On May 28, a week after the Iraqi army was disbanded, Douglas Feith, undersecretary of defense for policy, was asked at a Washington news conference if it was a wise move. And was there a link between disbanding the army and the increased attacks on U.S. troops?

"We view the de-Baathification policy not only as wise but as indispensable to the effort to create a free Iraq," he said. Without it, Iraqis "would not feel comfortable cooperating with us, talking with us, working with us."

Feith said he saw no link between the disbanding of the Iraqi army and the increased attacks.

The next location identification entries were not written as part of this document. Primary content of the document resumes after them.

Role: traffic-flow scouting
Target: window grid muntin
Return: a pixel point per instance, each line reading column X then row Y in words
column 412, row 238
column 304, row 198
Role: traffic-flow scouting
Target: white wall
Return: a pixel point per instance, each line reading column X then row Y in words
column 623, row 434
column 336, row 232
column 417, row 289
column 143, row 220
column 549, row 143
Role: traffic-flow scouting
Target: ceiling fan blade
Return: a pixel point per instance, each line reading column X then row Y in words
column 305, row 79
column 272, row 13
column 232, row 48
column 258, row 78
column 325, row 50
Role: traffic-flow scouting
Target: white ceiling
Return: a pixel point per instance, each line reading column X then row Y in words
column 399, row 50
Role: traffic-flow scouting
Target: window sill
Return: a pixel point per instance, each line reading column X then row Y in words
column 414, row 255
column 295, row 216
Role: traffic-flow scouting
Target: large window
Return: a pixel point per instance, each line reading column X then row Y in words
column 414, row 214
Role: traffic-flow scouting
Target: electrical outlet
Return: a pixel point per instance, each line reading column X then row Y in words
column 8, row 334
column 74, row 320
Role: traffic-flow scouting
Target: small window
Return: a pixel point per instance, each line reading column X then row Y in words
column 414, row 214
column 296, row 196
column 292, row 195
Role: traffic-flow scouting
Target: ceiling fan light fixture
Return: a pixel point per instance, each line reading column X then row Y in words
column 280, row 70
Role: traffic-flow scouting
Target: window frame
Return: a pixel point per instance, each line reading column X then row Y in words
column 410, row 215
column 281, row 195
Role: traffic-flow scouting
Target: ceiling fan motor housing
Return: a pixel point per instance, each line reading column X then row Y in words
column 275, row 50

He noted that other countries, including Italy and Spain, were sending police to Iraq to help restore security.

During a recent news conference at the Pentagon, Walter B. Slocombe, the American civilian in charge of rebuilding Iraqi security forces, defended the decision, saying the Iraqi army "disbanded itself" by going home in the face of the U.S. advance.

The Iraqi force was a "conscript army" made up largely of majority Shiite Muslims, said Slocombe, who would not have listened to their Sunni officers and returned to duty, even if U.S. officials wanted that to happen. "And I don't think it's been a setback for creating the security forces," he said.

Last week, Slocombe returned to the issue in an opinion piece in The Washington Post, saying that "turning to the old Iraqi army wasn't an option in April and it is not one now."